例えば、課税所得400万円で、対象となる医薬品を2万円購入した場合、8千円(=2万円-1.2万円)が所得から控除され、所得税1,600円、個人住民税800円の減税効果があります。

(出所)厚生労働省「セルフメディケーション税制(医療費控除の特例)について」より抜粋

◆インフルエンザの予防接種料はバカにならない

インフルエンザの予防接種料は、世帯全体でみるとそれなりの金額になります。

高齢者については、自治体からの補助もあるようですが、子どもがいる世帯の場合で、特に12歳以下のお子さんがいる場合は、接種回数が2回ということもあり、費用もかさみます。

例えば、予防接種料金が1回3000円として、4人家族(12歳以下の子ども2人)の場合、世帯全体で18,000円もワンシーズンにかかる計算です。

それなりの額ではないでしょうか。

◆インフルエンザの予防接種料はセルフメディケーション税制の対象なのか?

結論から言うと、インフルエンザの予防接種料はセルフメディケーション税制の「所得控除」対象ではありません。

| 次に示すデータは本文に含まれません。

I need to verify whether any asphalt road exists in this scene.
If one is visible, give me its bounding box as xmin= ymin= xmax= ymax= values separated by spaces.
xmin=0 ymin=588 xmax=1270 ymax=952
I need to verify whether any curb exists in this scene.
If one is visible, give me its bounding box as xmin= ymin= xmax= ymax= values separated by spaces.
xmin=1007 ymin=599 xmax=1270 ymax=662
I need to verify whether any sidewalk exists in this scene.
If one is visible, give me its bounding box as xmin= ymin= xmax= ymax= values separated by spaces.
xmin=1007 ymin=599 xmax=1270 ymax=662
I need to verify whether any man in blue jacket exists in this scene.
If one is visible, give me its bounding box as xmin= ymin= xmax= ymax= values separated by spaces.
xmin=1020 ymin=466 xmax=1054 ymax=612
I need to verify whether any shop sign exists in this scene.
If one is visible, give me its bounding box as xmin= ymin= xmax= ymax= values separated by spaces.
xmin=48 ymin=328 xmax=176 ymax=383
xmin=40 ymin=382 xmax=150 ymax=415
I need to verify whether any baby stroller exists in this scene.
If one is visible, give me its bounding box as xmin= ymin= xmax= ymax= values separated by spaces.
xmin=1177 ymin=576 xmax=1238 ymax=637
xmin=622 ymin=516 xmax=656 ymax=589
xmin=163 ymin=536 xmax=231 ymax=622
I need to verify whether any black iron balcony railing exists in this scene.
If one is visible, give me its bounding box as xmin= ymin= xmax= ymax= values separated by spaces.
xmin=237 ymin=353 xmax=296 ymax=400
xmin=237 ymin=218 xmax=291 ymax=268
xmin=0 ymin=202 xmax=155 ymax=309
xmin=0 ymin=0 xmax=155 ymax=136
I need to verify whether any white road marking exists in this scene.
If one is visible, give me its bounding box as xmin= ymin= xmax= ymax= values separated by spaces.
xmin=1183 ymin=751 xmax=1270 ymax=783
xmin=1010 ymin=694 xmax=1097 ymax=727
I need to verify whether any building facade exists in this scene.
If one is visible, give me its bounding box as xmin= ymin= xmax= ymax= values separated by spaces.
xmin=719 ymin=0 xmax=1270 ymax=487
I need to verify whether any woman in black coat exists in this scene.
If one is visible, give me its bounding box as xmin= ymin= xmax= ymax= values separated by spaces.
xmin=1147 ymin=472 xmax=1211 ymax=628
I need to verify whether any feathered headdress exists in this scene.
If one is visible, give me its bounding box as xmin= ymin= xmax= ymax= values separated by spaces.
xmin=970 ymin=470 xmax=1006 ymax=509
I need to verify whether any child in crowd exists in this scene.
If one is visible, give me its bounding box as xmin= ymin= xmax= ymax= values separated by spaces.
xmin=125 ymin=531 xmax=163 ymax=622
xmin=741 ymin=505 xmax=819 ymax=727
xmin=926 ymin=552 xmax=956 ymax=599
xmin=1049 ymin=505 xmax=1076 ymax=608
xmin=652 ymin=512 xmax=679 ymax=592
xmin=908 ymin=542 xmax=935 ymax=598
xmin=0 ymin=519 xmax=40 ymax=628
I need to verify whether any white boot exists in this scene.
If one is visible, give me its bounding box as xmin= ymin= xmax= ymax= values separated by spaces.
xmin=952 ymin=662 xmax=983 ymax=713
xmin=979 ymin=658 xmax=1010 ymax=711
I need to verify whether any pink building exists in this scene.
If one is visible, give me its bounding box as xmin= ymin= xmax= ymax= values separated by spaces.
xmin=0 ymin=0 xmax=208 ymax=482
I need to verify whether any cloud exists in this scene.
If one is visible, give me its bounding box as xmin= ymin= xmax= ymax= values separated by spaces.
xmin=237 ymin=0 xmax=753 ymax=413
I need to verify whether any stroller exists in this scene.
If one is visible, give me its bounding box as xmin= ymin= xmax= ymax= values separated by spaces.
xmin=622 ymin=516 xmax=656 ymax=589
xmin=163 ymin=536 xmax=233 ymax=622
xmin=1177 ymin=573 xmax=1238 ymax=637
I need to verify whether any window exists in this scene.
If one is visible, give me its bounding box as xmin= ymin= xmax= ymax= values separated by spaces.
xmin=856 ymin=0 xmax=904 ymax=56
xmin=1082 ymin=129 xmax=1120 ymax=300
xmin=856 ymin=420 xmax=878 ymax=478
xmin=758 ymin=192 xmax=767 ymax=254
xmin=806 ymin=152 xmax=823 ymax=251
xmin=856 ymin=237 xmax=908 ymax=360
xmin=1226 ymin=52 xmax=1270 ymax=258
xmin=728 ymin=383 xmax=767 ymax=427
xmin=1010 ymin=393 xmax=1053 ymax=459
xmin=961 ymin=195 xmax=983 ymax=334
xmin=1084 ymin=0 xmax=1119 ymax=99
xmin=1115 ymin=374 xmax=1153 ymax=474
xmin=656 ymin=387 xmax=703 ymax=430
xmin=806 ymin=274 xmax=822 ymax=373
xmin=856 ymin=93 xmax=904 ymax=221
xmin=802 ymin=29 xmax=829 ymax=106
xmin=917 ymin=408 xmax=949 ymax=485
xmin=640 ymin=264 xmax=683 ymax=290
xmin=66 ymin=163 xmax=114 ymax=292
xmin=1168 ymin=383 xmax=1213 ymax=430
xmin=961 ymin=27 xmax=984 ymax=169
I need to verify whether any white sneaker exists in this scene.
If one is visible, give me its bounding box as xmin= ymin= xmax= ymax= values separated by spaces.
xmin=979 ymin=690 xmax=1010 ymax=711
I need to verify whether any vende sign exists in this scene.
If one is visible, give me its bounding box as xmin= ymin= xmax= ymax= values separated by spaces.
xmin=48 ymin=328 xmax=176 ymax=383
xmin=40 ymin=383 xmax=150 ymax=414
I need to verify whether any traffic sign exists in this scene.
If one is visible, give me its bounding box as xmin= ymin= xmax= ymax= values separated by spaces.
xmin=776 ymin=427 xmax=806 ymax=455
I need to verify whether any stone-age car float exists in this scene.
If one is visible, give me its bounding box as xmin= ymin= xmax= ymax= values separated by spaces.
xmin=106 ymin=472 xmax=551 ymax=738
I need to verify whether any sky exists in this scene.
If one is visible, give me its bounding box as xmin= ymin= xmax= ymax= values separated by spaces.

ただし、「所得控除」対象ではありませんが、「健康の維持増進及び疾病の予防への取組として一定の取組」の要件には該当します。

ここがポイントですね。

順を追わずに一足飛びに読んでしまうと、あたかもインフルエンザ予防接種料がセルフメディケーション税制で所得控除できるかのように誤解してしまいますので注意が必要です。(恥ずかしながら、私もそういう理解でいました。。)

国の資料をきちんと確認していなかった私が悪いのですが、ちょっとややこしいですね。

◆まとめ

今回はセルフメディケーション税制において、インフルエンザ予防接種料は、「一定の取組」の要件には該当するものの、それ自体が所得控除対象となるわけではないことを確認しました。

セルフメディケーション税制は、健康の維持増進及び疾病の予防のために創設された制度ということで、取組み自体はとてもよいものだと感じますが、今のところ複雑な割には微妙な制度という感じが個人的にはちょっとしています。

今後、インフルエンザの予防接種料まで所得控除に踏み込んでもらえると、ありがたいですね。

ご一読くださりありがとうございました。